Münster is another neat small city in the path taking us back to the Nederlands. The name comes from the Latin monasterium, a clue to it’s origins. Like the others it has quite a long history. It was in 793 that missionaries were sent by Charlemage to convert the people in the area. A monk named Ludger, called the Apostle of Saxony, founded a school during this period, which helped establish the city as an important center, as did its location on a ford and crossroad.
Anabaptists took power in 1534. Private property was abolished, all books aside from the Bible were burned. They called the city “New Jerusalem.” Its leader John of Leiden believed he would conquer the world and eliminate evil as preparation for the Second Coming. This unusual situation lasted about a year. The Anabaptists were tortured and killed. The corpses were placed in metal baskets. The baskets are still be suspended from St Lambert Church.
The University of Münster was established in 1780. It is now a major university with 40,000 students and curriculua in all the major fields. The city has major research facilities.

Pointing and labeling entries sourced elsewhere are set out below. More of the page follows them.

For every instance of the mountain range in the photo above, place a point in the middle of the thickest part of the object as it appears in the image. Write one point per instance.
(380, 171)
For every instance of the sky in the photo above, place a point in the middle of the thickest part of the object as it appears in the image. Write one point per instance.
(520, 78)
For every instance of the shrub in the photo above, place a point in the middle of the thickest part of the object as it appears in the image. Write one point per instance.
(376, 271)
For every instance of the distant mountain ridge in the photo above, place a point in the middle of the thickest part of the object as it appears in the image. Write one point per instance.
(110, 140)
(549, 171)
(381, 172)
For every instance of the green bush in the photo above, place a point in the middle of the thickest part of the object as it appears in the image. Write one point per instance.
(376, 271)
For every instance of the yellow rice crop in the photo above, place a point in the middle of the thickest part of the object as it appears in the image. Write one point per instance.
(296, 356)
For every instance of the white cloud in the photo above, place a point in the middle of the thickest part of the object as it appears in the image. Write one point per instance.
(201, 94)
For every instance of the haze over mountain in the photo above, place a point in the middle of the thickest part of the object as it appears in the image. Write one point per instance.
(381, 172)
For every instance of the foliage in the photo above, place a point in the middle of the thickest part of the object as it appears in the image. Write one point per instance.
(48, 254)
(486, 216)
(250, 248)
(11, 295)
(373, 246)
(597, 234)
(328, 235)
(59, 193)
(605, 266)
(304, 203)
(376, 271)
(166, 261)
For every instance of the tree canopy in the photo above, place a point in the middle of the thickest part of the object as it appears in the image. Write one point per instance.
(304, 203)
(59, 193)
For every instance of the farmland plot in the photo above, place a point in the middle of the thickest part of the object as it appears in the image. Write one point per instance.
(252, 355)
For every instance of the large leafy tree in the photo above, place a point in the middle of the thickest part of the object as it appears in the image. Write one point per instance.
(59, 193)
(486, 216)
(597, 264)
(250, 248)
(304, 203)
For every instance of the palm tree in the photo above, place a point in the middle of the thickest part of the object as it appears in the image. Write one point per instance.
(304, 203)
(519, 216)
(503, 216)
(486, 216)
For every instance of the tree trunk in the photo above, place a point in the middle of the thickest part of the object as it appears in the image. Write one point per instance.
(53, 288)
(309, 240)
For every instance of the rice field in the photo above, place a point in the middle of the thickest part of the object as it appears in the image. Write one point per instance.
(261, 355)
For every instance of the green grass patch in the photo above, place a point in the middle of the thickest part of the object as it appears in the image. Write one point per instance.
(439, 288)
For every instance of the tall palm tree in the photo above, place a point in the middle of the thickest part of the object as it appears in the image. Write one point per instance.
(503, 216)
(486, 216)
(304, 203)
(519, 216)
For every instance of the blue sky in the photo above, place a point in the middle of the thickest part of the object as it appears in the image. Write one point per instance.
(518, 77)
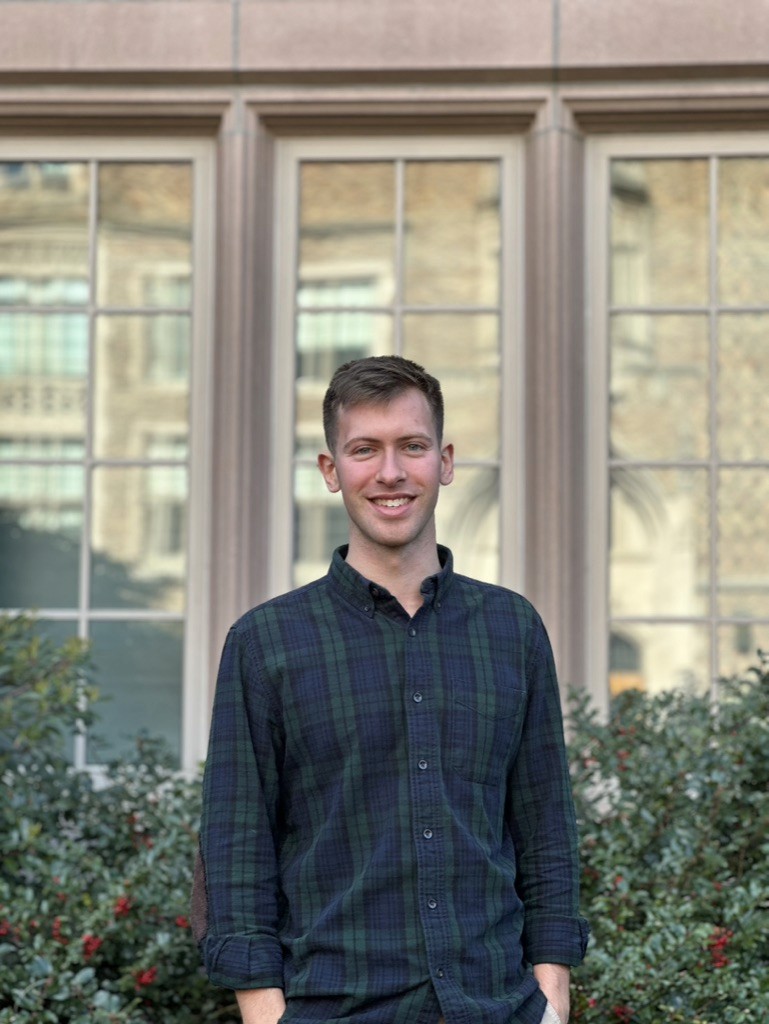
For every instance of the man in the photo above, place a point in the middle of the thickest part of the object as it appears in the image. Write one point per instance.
(388, 835)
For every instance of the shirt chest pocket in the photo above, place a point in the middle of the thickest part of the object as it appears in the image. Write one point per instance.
(484, 729)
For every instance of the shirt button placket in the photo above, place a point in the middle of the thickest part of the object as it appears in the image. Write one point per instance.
(425, 790)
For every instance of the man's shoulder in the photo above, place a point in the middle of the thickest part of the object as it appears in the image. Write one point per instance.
(284, 607)
(496, 596)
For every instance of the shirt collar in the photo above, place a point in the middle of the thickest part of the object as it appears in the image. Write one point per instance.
(367, 594)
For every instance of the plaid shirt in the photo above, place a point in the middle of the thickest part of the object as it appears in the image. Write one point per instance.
(388, 832)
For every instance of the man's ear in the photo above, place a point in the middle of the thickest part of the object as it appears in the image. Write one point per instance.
(446, 464)
(329, 470)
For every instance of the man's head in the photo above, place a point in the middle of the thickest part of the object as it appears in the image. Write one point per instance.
(376, 381)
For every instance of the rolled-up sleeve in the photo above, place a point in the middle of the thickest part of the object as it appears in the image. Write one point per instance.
(237, 894)
(542, 819)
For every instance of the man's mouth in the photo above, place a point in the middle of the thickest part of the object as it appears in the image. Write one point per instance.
(391, 503)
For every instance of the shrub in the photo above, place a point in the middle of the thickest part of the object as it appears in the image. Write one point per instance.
(673, 797)
(94, 879)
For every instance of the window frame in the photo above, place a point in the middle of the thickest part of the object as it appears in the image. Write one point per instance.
(201, 154)
(600, 152)
(290, 152)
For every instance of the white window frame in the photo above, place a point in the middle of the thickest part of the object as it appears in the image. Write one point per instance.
(201, 154)
(289, 154)
(601, 151)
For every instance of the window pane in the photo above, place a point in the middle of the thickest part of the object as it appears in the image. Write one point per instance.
(463, 351)
(43, 233)
(325, 341)
(743, 231)
(41, 517)
(141, 383)
(656, 657)
(738, 644)
(346, 233)
(138, 671)
(468, 520)
(139, 538)
(743, 387)
(659, 241)
(743, 542)
(43, 369)
(659, 549)
(659, 387)
(144, 235)
(452, 232)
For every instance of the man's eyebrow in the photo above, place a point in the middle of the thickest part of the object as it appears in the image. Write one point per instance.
(377, 440)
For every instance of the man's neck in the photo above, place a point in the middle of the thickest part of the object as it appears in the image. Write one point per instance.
(400, 570)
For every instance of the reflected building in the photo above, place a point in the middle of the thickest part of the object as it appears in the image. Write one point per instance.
(94, 403)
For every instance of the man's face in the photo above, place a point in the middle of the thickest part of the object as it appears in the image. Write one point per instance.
(389, 465)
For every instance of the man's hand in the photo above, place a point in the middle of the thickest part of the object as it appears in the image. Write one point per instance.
(553, 979)
(261, 1006)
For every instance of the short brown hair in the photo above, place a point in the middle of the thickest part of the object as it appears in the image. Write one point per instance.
(376, 380)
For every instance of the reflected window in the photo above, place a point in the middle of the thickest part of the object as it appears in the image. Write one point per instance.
(688, 460)
(95, 338)
(402, 256)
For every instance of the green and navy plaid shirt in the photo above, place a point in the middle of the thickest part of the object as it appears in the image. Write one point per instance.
(388, 832)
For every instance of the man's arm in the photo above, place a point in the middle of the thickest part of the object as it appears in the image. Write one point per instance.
(261, 1006)
(553, 979)
(542, 819)
(238, 877)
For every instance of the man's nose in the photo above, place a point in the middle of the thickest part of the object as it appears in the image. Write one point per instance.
(390, 467)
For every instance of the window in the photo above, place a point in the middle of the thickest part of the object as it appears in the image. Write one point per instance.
(406, 247)
(680, 349)
(102, 312)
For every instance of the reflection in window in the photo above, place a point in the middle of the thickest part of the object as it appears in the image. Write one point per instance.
(94, 418)
(403, 257)
(688, 459)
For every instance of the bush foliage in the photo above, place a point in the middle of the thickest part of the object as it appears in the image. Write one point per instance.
(673, 798)
(94, 878)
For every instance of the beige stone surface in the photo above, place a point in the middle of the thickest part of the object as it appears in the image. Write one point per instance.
(119, 36)
(663, 33)
(352, 35)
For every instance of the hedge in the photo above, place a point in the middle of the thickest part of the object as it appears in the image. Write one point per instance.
(672, 795)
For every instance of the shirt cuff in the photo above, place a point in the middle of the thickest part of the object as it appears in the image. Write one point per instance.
(243, 962)
(555, 940)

The Bishop of Münster, Cardinal Clemens August Graf von Galen, was a prominent critics of the Nazis. As a result Hitler placed many troops in the city. Five large barrack complexes remain.
The current Cathedral in Münster dates from 1265. The first church on the site was built in the 9th century and a second in the 10th or 11th, demolished to build the current structure. It was badly damaged in WWII. It was not restored to its state before the war. The rose window has been vastly simplified, for instance.

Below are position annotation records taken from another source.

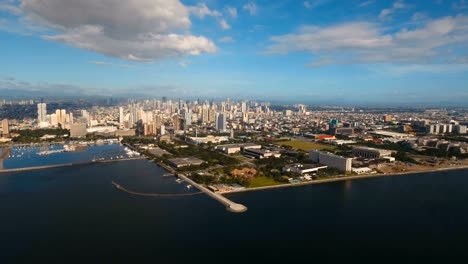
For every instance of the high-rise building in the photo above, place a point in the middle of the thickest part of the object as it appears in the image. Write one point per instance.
(121, 116)
(177, 122)
(221, 122)
(41, 112)
(85, 115)
(387, 118)
(5, 128)
(63, 116)
(460, 129)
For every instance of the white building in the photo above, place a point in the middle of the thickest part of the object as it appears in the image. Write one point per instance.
(41, 112)
(459, 129)
(331, 160)
(371, 153)
(221, 122)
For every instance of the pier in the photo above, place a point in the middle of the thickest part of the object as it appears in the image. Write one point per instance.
(230, 205)
(63, 165)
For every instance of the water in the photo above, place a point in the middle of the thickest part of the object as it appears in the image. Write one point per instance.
(75, 213)
(27, 156)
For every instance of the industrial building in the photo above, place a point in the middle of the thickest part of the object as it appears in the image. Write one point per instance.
(303, 168)
(371, 153)
(331, 160)
(183, 162)
(261, 153)
(78, 130)
(234, 148)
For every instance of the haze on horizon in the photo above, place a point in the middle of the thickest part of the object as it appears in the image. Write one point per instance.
(357, 51)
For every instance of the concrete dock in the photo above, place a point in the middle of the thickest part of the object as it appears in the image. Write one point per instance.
(63, 165)
(230, 205)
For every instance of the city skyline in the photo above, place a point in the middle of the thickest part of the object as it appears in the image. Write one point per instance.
(325, 51)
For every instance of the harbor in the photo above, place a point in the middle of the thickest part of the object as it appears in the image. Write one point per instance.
(230, 205)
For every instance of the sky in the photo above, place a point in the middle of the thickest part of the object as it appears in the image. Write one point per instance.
(315, 51)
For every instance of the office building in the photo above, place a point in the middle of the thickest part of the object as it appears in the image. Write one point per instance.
(41, 112)
(78, 130)
(221, 122)
(121, 116)
(387, 118)
(345, 131)
(5, 128)
(371, 153)
(261, 153)
(459, 129)
(331, 160)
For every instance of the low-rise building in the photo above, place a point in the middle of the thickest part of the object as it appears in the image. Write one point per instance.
(331, 160)
(78, 130)
(183, 162)
(371, 153)
(303, 168)
(207, 139)
(234, 148)
(261, 153)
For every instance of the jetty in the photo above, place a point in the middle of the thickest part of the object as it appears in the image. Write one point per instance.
(63, 165)
(230, 205)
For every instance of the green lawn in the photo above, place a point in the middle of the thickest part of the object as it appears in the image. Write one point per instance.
(306, 145)
(262, 181)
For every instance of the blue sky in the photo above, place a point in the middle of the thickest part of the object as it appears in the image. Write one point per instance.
(317, 51)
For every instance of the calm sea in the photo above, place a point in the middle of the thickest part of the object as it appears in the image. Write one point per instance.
(76, 214)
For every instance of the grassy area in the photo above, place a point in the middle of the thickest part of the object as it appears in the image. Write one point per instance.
(306, 145)
(262, 181)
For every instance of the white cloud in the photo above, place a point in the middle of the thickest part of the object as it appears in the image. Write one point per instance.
(223, 24)
(232, 11)
(418, 16)
(184, 63)
(201, 10)
(460, 5)
(106, 63)
(226, 39)
(363, 42)
(10, 9)
(142, 30)
(385, 14)
(251, 7)
(366, 3)
(314, 3)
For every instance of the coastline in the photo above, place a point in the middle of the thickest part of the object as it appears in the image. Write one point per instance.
(343, 178)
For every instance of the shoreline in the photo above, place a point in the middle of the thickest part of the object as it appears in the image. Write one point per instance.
(342, 178)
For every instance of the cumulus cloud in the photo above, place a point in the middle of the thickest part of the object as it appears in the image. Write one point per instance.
(232, 11)
(8, 7)
(385, 14)
(366, 3)
(251, 7)
(223, 24)
(141, 30)
(226, 39)
(314, 3)
(364, 42)
(201, 10)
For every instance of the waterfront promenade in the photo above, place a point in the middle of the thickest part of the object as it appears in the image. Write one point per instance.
(344, 178)
(63, 165)
(230, 205)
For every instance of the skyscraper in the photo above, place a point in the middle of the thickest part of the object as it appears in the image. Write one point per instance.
(221, 122)
(121, 116)
(41, 112)
(5, 128)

The city has a lively atmosphere. There are lots of shops and eateries. It is notable for its quality of life with its many parks and pedestrian zones. There is good transport, lots of bike lanes and in normal years there is much to do.
There is a Picasso Museum and several others. I’d say this city and the areas close by are worth a longer visit. I think I could find enough to see and do there to stay for a few weeks or maybe a month.